It struck me this morning, as I tried to clear the decks of all the extraneous business of everyday life that gets in the way of writing, that writing a story is a bit like climbing a mountain. Please note from my title that I'm thinking more of Kate Bush than Julie Andrews as the musical accompaniment to this piece.
I know for some authors the writing process is a journey of discovery. They have in mind an interesting situation and combination of characters and essentially let the story follow its own course. For them, I suspect, the writing process is like hacking through the amazonian jungle and uncovering secrets they hadn't even thought of at the start, like stumbling upon some abandoned machu picchu site.
For me the plot came first. I had an idea always of the end point.
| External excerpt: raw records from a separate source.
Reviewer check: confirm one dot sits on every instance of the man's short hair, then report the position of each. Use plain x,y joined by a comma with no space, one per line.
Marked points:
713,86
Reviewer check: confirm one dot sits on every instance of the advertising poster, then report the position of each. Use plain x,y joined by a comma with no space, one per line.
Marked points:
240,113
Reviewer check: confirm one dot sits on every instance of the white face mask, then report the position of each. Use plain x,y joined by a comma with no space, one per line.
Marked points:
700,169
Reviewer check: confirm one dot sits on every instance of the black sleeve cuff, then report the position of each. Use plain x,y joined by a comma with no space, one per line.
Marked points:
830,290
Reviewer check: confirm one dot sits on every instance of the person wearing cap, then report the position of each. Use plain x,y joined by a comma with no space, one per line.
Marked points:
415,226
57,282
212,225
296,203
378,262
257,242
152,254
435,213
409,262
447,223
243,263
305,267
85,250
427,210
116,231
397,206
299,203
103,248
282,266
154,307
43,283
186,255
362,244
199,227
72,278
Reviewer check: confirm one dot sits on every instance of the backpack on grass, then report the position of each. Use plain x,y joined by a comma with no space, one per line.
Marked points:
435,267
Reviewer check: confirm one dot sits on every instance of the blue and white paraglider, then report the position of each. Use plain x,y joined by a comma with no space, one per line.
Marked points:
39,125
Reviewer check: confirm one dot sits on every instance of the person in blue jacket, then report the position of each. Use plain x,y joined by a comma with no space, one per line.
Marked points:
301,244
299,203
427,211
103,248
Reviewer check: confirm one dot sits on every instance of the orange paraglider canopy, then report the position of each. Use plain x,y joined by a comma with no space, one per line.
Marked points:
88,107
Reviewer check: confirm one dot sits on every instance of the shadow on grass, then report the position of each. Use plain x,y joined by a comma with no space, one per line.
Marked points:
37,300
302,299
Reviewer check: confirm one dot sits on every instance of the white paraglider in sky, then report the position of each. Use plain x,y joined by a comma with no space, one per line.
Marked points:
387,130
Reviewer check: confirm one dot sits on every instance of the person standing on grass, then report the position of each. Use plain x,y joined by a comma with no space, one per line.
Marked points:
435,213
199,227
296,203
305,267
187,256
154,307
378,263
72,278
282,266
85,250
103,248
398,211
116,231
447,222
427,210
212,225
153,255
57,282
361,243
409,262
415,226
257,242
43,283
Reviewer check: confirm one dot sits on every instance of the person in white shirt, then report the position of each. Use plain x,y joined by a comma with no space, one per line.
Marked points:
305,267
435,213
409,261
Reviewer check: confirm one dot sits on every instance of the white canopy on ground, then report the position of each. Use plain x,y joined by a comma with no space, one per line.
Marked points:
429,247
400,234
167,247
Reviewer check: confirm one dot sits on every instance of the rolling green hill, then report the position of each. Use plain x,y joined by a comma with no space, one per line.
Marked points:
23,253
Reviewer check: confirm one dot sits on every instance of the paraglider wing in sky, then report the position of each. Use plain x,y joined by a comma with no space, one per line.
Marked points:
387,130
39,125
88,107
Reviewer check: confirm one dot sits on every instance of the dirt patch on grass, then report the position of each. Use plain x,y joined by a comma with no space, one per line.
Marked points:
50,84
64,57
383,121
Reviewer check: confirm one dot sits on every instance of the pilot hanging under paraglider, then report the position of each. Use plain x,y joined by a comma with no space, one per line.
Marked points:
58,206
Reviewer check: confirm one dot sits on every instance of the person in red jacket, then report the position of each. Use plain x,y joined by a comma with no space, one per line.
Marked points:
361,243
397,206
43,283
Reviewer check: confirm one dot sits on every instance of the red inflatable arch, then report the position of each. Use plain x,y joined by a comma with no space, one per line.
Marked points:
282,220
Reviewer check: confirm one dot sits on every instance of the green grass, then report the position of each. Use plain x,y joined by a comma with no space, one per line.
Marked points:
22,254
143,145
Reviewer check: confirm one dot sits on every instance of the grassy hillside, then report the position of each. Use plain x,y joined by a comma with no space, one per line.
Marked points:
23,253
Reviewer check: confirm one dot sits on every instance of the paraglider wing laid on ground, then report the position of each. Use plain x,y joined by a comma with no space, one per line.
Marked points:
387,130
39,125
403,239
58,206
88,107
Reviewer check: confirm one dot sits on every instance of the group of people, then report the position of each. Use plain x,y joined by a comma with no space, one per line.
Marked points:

It loomed like the summit of a mountain at once extremely visible and yet by its distance, dimly perceived.
Writing the bloodline trilogy has been a process of climbing that mountain. Along the way there have been unexpected mini-peaks, the odd cravasse and some narrow ridges along which I have had to tread warily. At this point perhaps I should admit that my mountaineering exploits are limited to reaching the top of a stepladder in order to fix a satellite dish with duct tape. Hence we may have reached the limit of my ability to exploit this analogy, or at least to do so without offending anyone with a more than passing acquaintance with crampons (whatever they are).
Anyway, what fascinates me is how the detail in that snow capped peak becomes more apparent as I draw near. I am 36,000 words into Master of The Planes, which will conclude the trilogy. While my certainty about the endpoint is unchanged, the precise line of final ascent is shifting. New opportunities emerge. Characters I had originally envisaged as discardable extras to illuminate the strengths and weaknesses of the protaganists, suddenly remerge and assume pivotal importance as all trails, no matter how they may lift and separate, all lead to the peak. And the story feels so much the better for it as various different arcs share a common climax (no sniggering at the back there).
So, as I scamper hopefully towards the end of part one (of five), I find myself thinking that maybe I am not so different from those jungle slashing plotting-phobics as I thought. A bit of Dr Livingstone, just as much as Sir Edmund Hilary.